Литмир - Электронная Библиотека

Это что касается меня. Если говорить о демократии, которой в голову бросается кровь, стоит лишь кому-нибудь сказать, что она менее консерваторов заинтересована в национальном, то её чувствительность в этом пункте – в лучшем случае непонимание собственной глубинной воли, если не лицемерие и не тактика. И вот в нужный момент моё внимание привлекает газетная заметка, весьма занятным образом относящаяся к делу. В ней говорится о прошении, направленном немецким населением Восточной Пруссии в обе палаты прусского ландтага и собравшем более шестидесяти тысяч подписей. В прошении, пишет газета, отражена «сильная обеспокоенность», которую у местных немцев вызывает политика имперского правительства, поскольку «предстоящее изменение прусского избирательного законодательства и логически вытекающее из него изменение коммунального избирательного законодательства приведут к усилению польского влияния в прусском ландтаге и полной полонизации пока ещё немецкой администрации большинства наших городов». Сообщение появилось в одной южнонемецкой газетке, возможно, по простодушию перепечатавшей его из берлинского консервативного органа; оно не появилось ни в одной крупной леволиберальной газете, где было бы тактически не opportune; ведь когда речь заходит о торжестве «справедливости», демократии плевать на национальную принадлежность представителей администрации Восточной Пруссии, на «сильную обеспокоенность» теснимой в этих краях немецкости.

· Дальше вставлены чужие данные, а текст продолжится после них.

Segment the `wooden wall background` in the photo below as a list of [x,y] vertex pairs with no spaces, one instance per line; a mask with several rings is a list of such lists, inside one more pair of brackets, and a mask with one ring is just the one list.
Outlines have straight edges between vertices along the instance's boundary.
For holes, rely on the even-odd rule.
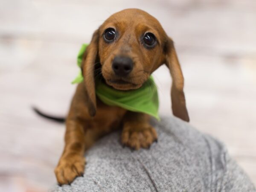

Я лишь хотел обратить внимание, удержать эту мелкую подробность, снова возвращающую меня, собственно, к теме данного фрагмента – к вопросу о выборном праве, по которому, плохо ли, хорошо ли, а высказаться придётся. Должен признаться, нравственные и духовные аргументы в пользу равного избирательного права представляются мне донельзя слабыми, донельзя малоубедительными. Вот, говорят, война, причём из-за понесённых народом жертв, дала мощный толчок демократическим взглядам, воле к участию в государственном строительстве на основании демократического духа и демократических форм. Но война дала мощный толчок и подкрепление любым взглядам, любым устремлениям, консервативно-национальным не меньше, чем демократическим; и «не меньше» – это ещё слишком слабо сказано. Я знаю немцев, даже немок, пожертвовавших в войну самым дорогим (то есть потерявших самое дорогое) и сдвинувшихся за эти годы вовсе не «влево», а куда как «вправо». Утверждавшие, что это не исключение, а, скорее, правило как раз в высших, чтобы не сказать просвещённых слоях общества, которые духовно всё и решают, не преувеличивали; и пополнение рядов «Отечественной партии» недостаточно объяснить её расходами на пропаганду. Никто из умеющих слышать не вернётся сегодня из поездки по Германии в убеждении, что политическое суждение немецкого народа «демократизовалось»; я говорю это по личному опыту, а он доказал мне скорее обратное. Постучитесь к купцу, учёному, художнику (я, правда, не имею в виду литераторов-интеллектуалов), а ещё лучше, к признанному во всём мире представителю немецкого художничества – музыканту; расспросите Пфицнера и Штрауса об их благорасположении к демократии и «равному праву голоса», и для вас настанет чёрный, вовсе не «красный» день календаря; вы узнаете, что в художественном пространстве радикализм прекрасно уживается с откровенно консервативными политическими взглядами… Я своими ушами слышал, как один знаменитый капельмейстер воскликнул: «Дело дойдёт до того, что оркестр станет голосовать, как играть тот или иной фрагмент – piano или mezzoforte!» Кому это покажется несерьёзным, пусть почитает, что Ницше говорит в «Человеческом, слишком человеческом» об отношениях народа и правительства как об эталоне отношений между учителем и учеником, хозяином и прислугой, отцом и семейством, полководцем и солдатом, мастером и подмастерьем.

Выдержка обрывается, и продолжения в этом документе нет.